Sunday 9 October 2016

Ghostly Encounters: A Review

Ghostly Encounters: The Hauntings of Everyday Life by Dennis Waskul with Michele Waskul, Temple University Press, Philadelphia, 2016. Xi + 166pp. References, Notes, Index, Plates, Appendix. £20.99 (paperback). ISBN 978-1-4399-1289-8.

Dennis Waskul, a Professor of Sociology at Minnesota State University and his wife, Michele, an independent scholar, state clearly in their Preface that Ghostly Encounters is intended as an academic book based on ‘reflexive ethnographic fieldwork’ of reported experiences of ghosts and hauntings. They travelled extensively in the American mid-West interviewing people who reported first hand encounters with ghosts and where possible visiting the sites of the alleged hauntings. In a few cases where participants preferred not to meet face-to-face, written accounts were accepted. Their university did not permit snowballing techniques, in which participants can recommend others who are then approached directly, so they were dependent on advertising for respondents who they approached them. The results are related to existing academic literature and then packaged very much for a general, rather than solely academic audience.

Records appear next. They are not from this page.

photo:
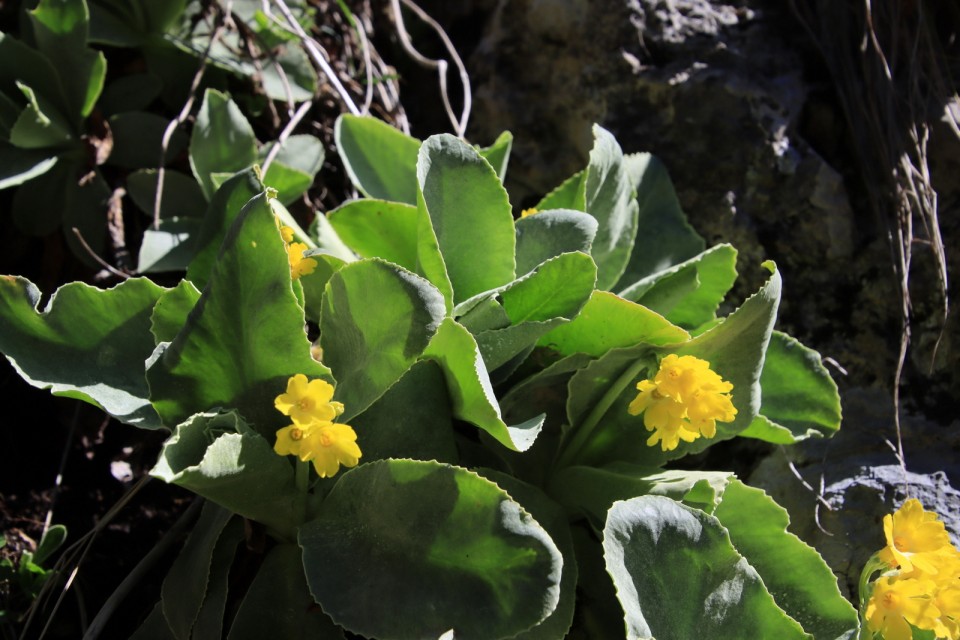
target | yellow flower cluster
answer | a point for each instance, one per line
(923, 587)
(683, 401)
(299, 266)
(314, 435)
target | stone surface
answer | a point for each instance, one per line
(856, 480)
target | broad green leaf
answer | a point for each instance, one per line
(217, 221)
(734, 349)
(24, 64)
(380, 160)
(688, 294)
(552, 518)
(181, 193)
(60, 28)
(664, 237)
(21, 165)
(470, 390)
(412, 419)
(558, 288)
(449, 533)
(550, 233)
(209, 621)
(171, 310)
(376, 320)
(470, 215)
(138, 140)
(39, 125)
(218, 456)
(799, 579)
(591, 491)
(498, 154)
(222, 140)
(570, 194)
(608, 322)
(610, 198)
(678, 576)
(278, 603)
(87, 343)
(185, 585)
(168, 248)
(378, 229)
(799, 396)
(244, 338)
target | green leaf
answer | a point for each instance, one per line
(182, 196)
(550, 233)
(610, 198)
(378, 229)
(688, 294)
(278, 603)
(570, 194)
(244, 338)
(470, 215)
(734, 349)
(800, 399)
(498, 154)
(169, 247)
(380, 161)
(664, 237)
(591, 491)
(60, 28)
(223, 210)
(450, 533)
(222, 140)
(170, 312)
(412, 419)
(469, 384)
(608, 322)
(39, 125)
(295, 166)
(218, 456)
(678, 576)
(21, 165)
(138, 140)
(802, 583)
(185, 585)
(376, 321)
(87, 343)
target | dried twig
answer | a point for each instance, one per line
(185, 111)
(459, 124)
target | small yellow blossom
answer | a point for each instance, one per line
(307, 402)
(287, 233)
(299, 266)
(683, 401)
(915, 539)
(327, 444)
(895, 602)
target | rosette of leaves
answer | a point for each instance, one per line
(469, 350)
(49, 84)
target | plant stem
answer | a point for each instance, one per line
(582, 433)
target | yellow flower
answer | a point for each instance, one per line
(915, 539)
(895, 602)
(683, 401)
(299, 266)
(327, 444)
(307, 402)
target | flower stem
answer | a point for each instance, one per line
(581, 434)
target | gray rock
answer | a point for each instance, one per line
(859, 480)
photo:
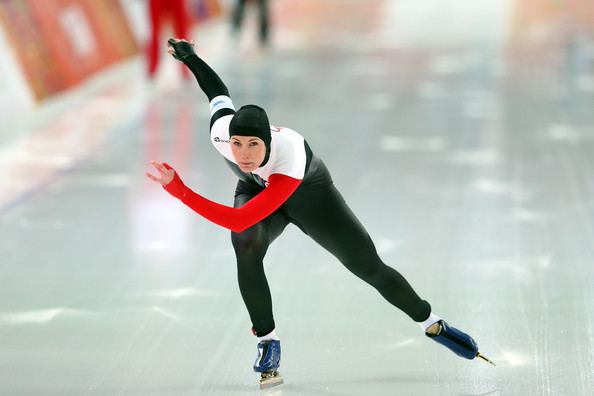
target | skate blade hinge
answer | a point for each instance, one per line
(485, 359)
(270, 379)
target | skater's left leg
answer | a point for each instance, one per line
(332, 224)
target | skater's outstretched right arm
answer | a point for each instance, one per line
(209, 81)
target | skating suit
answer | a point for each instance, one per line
(292, 186)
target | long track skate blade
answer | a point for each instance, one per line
(485, 359)
(270, 380)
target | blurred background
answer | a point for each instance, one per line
(461, 132)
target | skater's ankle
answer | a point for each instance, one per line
(269, 337)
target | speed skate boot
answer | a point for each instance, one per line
(455, 340)
(267, 363)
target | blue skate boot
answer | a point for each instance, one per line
(456, 341)
(267, 363)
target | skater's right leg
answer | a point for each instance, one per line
(250, 248)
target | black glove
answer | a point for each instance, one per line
(181, 49)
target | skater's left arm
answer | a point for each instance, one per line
(280, 188)
(208, 80)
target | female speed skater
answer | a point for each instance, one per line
(282, 181)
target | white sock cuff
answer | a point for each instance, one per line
(269, 336)
(430, 320)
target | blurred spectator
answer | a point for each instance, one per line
(238, 13)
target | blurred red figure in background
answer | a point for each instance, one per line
(159, 12)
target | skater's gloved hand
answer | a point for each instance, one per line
(180, 49)
(166, 173)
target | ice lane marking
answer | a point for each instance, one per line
(39, 316)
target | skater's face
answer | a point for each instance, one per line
(248, 151)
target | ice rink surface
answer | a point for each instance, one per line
(460, 133)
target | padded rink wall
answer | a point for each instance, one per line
(49, 46)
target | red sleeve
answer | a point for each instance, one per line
(280, 187)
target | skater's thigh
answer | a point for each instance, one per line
(261, 234)
(323, 214)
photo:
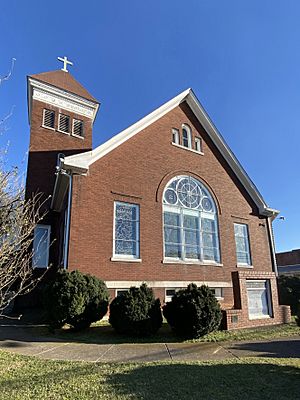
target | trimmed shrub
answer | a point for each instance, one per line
(298, 316)
(289, 291)
(136, 312)
(76, 299)
(193, 312)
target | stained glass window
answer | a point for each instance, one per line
(242, 244)
(41, 245)
(126, 239)
(190, 221)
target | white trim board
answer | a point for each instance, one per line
(164, 284)
(84, 160)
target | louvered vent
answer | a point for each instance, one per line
(64, 123)
(49, 118)
(78, 127)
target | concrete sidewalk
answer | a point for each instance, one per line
(17, 340)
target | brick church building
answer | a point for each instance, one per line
(164, 202)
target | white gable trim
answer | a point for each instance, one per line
(84, 160)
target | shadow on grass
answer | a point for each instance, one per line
(237, 381)
(220, 381)
(99, 334)
(275, 349)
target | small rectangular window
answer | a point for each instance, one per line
(169, 293)
(242, 244)
(41, 243)
(175, 136)
(126, 230)
(198, 145)
(218, 292)
(48, 119)
(64, 123)
(121, 292)
(77, 127)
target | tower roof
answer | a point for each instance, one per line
(65, 81)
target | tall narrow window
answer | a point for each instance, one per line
(242, 244)
(48, 119)
(126, 230)
(198, 145)
(78, 128)
(190, 222)
(41, 243)
(175, 136)
(186, 137)
(64, 123)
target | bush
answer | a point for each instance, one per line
(136, 312)
(289, 291)
(76, 299)
(193, 312)
(298, 317)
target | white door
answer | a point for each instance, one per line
(258, 299)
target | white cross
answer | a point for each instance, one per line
(66, 62)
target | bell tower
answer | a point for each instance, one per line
(61, 115)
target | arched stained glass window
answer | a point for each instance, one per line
(190, 221)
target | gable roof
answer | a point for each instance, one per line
(81, 162)
(64, 80)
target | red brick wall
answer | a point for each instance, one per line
(45, 144)
(137, 172)
(288, 257)
(238, 317)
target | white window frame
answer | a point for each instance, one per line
(268, 298)
(127, 257)
(120, 290)
(198, 145)
(189, 136)
(218, 292)
(73, 123)
(48, 228)
(239, 263)
(175, 136)
(43, 123)
(59, 117)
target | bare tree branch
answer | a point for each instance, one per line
(8, 75)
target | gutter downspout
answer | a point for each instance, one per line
(68, 221)
(272, 245)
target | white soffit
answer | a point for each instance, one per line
(84, 160)
(49, 94)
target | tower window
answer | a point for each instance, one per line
(175, 136)
(198, 145)
(78, 128)
(64, 123)
(186, 137)
(48, 119)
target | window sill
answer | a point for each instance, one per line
(120, 259)
(66, 133)
(185, 262)
(187, 148)
(244, 266)
(48, 127)
(78, 136)
(260, 317)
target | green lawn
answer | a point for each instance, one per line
(103, 333)
(23, 378)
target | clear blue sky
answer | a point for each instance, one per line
(242, 59)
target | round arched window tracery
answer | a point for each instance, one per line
(190, 221)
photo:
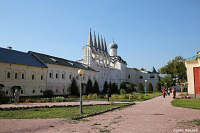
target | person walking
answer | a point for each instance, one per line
(174, 93)
(168, 91)
(163, 92)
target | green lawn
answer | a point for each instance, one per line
(151, 95)
(62, 112)
(187, 103)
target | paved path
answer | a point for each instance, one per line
(54, 104)
(153, 116)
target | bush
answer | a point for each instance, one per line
(105, 88)
(29, 101)
(48, 93)
(150, 88)
(4, 100)
(96, 87)
(140, 96)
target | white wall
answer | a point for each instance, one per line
(27, 84)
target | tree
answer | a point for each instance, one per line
(131, 87)
(142, 69)
(114, 88)
(150, 88)
(176, 68)
(105, 88)
(123, 86)
(89, 88)
(167, 80)
(73, 88)
(96, 87)
(158, 87)
(48, 93)
(140, 88)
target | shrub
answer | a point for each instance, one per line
(114, 96)
(96, 87)
(131, 87)
(101, 96)
(94, 96)
(105, 88)
(140, 88)
(131, 97)
(150, 88)
(46, 100)
(29, 101)
(140, 96)
(48, 93)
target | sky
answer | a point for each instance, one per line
(148, 32)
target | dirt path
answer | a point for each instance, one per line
(153, 116)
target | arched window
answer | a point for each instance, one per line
(152, 76)
(8, 75)
(129, 76)
(50, 75)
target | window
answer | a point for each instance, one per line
(15, 75)
(63, 76)
(33, 77)
(8, 75)
(152, 76)
(50, 75)
(22, 76)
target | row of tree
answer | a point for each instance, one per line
(111, 88)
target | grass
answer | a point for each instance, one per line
(187, 103)
(60, 112)
(151, 95)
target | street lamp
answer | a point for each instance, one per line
(80, 73)
(145, 87)
(165, 85)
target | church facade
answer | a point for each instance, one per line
(111, 67)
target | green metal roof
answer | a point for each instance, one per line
(193, 58)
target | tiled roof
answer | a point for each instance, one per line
(47, 59)
(17, 57)
(193, 58)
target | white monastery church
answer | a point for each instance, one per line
(34, 72)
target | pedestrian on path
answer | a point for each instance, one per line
(163, 92)
(174, 93)
(168, 91)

 For those familiar with writer
and historian Ian Wilson’s 1995 volume In Search of Ghosts, the ground covered is similar (and even the cover images are almost identical). Both start with descriptions of initial scepticism followed by the story of a personal ghostly encounter. In the Wilson’s case he and his wife were staying with friends in Abercrombie House, New South Wales, Australia, and didn’t know at the time that the room they were sleeping in had a reputation for being haunted. During the night both Ian Wilson and his wife became aware of someone standing beside their bed, breathing audibly, as if trying to attract their attention. When they turned the on the light the sound faded, only to return when they switched it off again. Tired from their journey and wishing to sleep, Wilson remembered the story of a haunting he had read about in which a ghost was banished by invoking the Holy Trinity. He thought he would try something similar and mentally said a prayer releasing the ghostly presence. Much to his surprise this seemed to work. In the Waskuls’ case they were in bed at home when Dennis saw a wispy-white cloud come through the window and blinds into the corner of the room, and then send out tentacles towards him. Two short sentences came into his mind as he watched the apparition, “I will tell the truth. I will tell the story right”. In the Wilsons' case Ian had already been commissioned to write a book on ghosts when the experience occurred. The Waskuls were well into their research at this point. In neither instance did they feel afraid. The result of this encounter for both writers was to subtly shift their perspective on the subject matter of ghosts. It is perhaps significant in both cases that the authors were already engaged with the topic when these experiences took place, although in most of the instances of hauntings described there was no prior expectation of a ghostly encounter.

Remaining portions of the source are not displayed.